Trump's cuts to tuberculosis funding could endanger "millions"
Geneva, Switzerland - The World Health Organization warned on Wednesday that US funding cuts would have "a devastating impact" on programs battling tuberculosis, endangering millions of lives.

Global efforts to battle TB – the world's deadliest infectious disease – have saved more than 79 million lives in the past two decades, averting around 3.65 million deaths last year alone, the United Nations health agency said.
But the "abrupt funding cuts" implemented to most US foreign aid spending since President Donald Trump returned to power in January "now threaten to undo these hard-won gains, putting millions – especially the most vulnerable – at grave risk," WHO warned.
Trump signed an executive order on his first day in office demanding a 90-day freeze on all US foreign aid, to give his administration time to review overseas spending.
And he has essentially dismantled USAID, the primary organization for distributing US humanitarian aid.
WHO said Washington had been providing approximately a quarter of all international donor funding for TB – around $200 million to $250 million annually.
"These cuts put 18 of the highest-burden countries at risk, as they depended on 89% of the expected US funding for TB care," it said.
The UN health agency said the African region was hardest hit by the funding disruptions, followed by South-East Asia and the Western Pacific.

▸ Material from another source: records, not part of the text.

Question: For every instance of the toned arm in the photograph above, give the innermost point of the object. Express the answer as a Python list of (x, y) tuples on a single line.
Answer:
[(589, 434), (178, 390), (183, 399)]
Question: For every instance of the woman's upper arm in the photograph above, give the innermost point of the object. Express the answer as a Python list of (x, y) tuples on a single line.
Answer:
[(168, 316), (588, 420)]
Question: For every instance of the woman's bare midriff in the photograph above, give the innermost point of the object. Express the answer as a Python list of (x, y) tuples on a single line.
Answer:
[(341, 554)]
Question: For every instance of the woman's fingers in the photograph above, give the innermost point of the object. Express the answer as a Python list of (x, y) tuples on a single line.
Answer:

Trump administration's dismantling of USAID could have deadly consequences

"Any disruption to TB services – whether financial, political, or operational – can have devastating and often fatal consequences for millions worldwide," Tereza Kasaeva, head of WHO's global TB program, said in the statement.
The impacts of the Covid-19 pandemic demonstrated that, she said, pointing to the more than 700,000 excess deaths from TB recorded between 2020 and 2023.
"Without immediate action, hard-won progress in the fight against TB is at risk," she said.
Essential services and drug supply chains were breaking down due to staff suspensions, lack of funds, and data failures, it warned.
Laboratory services had also been "severely disrupted", it added, while "data and surveillance systems are collapsing", threatening TB screening and contact-tracing.
USAID, which had been the world's third-largest TB research funder, had meanwhile halted all its funded trials, "severely disrupting progress in TB research and innovation", WHO warned.
"Without immediate intervention, these systemic failures will cripple TB prevention and treatment efforts, reverse decades of progress, and endanger millions of lives."